Many people assume that writing is the “flowy one” and editing is the “controlled” one. I however disagree. I think both can be flowy and both can be controlled. You split them up because they get in the way of each other when you do them together, not because one is fundamentally flowy and one is fundamentally controlling.
Editing, when it is going well for me, often actually is pretty freeing as well - almost like the writing - actually often more free and more good feelings than the writing. I feel more like myself, and more like myself in the process of being and becoming myself, when the editing is healthy, when I am healthy.
There are certain things I can do while half asleep. Playing the flute, loading the dishwasher, now, newly, playing Ode to Joy on the guitar. Editing is also on that list. I’m a good editor and have done editing work for students while extremely sleepy or sick and it’s been good. Whatever kinds of “control” that are involved in editing are soft enough, or preset enough, that it doesn’t actually require that much control in the moment, in the way one might need a lot of control when assembling machines together.
I think when editing is easy, editing is reading but in a setup where making edits is easy (aka on a computer, with a keyboard, etc.) aka you are just reading, but then with active imagination around “what you are seeing on the screen” and “what you wish you were reading” or “what you are saying in your head from what you are reading” and then putting in the missing pieces, like adding brushstrokes to a painting (or painting Warhammer figurines what they are supposed to look like, the colors.) When it is going well it really does feel a lot like “needs more green, here, there we go.” Aka, you are just reading, but with your paintbrush ready.
If I am feeling too sick to read anything, it makes sense that I am feeling too sick to “edit” anything. If you are too tired to be reading something of the complexity level of the writing you are editing, then you are too tired to be editing it.
This kind of editing also makes sense even if I have to reorganize a bunch, in that I still have to “read it” and then feel where it has to go, perhaps like making a collage rather than painting.
I’d also learned over the years that “having feelings” can be labor intensive. Usually for editing to be productive, I need a 1.5 hr chunk of time, so that I can have the feelings and then have the next feelings, and then the next feelings, enough to do a chunk through to the point of legibility for future me.
And then, I also see why a lot of people do a chunk of writing, then put it in a drawer for 1-3 months, before touching it again, while they work on something else. This way they can come back to it with renewed curiosity and interest in “reading” what they’d written before. Rereading your own writing can be a lot of fun, but often not right after you just wrote it...your feelings and senses are kind of burned in funny ways from the act of the writing, and those senses usually need something nutritious to revive and rehydrate them, so they can go again.

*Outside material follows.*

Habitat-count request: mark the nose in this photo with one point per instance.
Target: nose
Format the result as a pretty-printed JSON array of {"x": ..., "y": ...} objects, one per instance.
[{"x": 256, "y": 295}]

This differentiator around “editing” == “reading” and writing being something else, ought make one feel a lot more secure around, “I can’t do this kind of editing right now because I can’t do this kind of reading right now” in a way that really makes sense to me. I can do some kinds of reading and some kinds of writing, but if I cannot do something like read the complexity of my own work as written when I was feeling well and writing it then editing it would also not be on the table for me.
Weirdly, I’d been able to do some of my writing/editing for my contract writing job a wee bit while sick. In some ways it’s easier!
Now that I’d written it all out, my feelings feel a lot less like “I don’t know how to edit this” (this being, my book draft) and a lot more like “frustration at not getting to edit” in a way that’s similar to a little kid “not being allowed to go to the ice rink yet.” It’s really fun but I can’t do it yet.